Assemblyman Felix Ortiz, best known to Gothamist as the Assemblyman who wants school kids' weights to be graded, is looking to ban smoking from NYC housing projects. Okay, it's really just a measure to make 50% of housing projects smoke-free, but the goal would be to make housing projects completely smoke-free by 2010. Ortiz's argument is that hotels have smoking and non-smoking rooms, and "housing complexes are not so much different than hotels." Gothamist understands the issues of smoke smells coming from neighboring apartments, and, yes, secondhand smoke is a health issue, but we worry that this would start a trend towards banning, oh, pungent cooking from apartments or slightly loud but not that loud music or the occasional dog barks and arguments.
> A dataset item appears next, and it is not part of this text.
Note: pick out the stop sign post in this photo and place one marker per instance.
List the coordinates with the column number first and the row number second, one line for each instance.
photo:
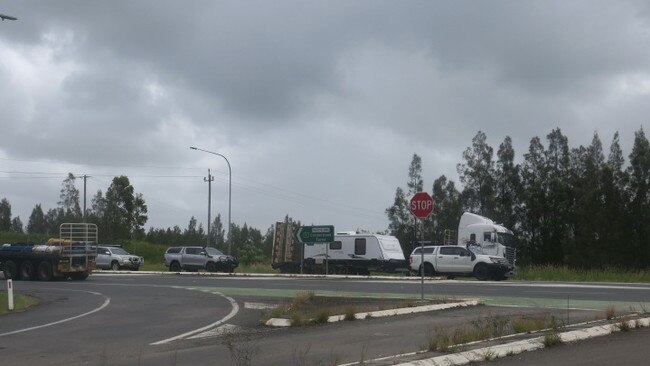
column 421, row 207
It seems more feasible for smokers to pay a deposit for a filter or deionizer, but how would a smoking ban in a residence even be enforced? The Post interviewed some housing complex tenants, who hate the idea of this bill, saying, "If you don't want people to smoke, then make cigarette sales against the law" (watch what you wish for!) and classic "Stop the drugs out here before you stop the smoking."

Gothamist on the aftermath of the smoking ban: Not too much damage to bar business and more smokers quitting. Ortiz did introduce the bill that holding a cellphone while driving illegal, helping create more demand for headset usage and making Gothamist realize that one person yelling to him/herself on the street might not just be crazy - he/she might be crazy and using a cellphone headset.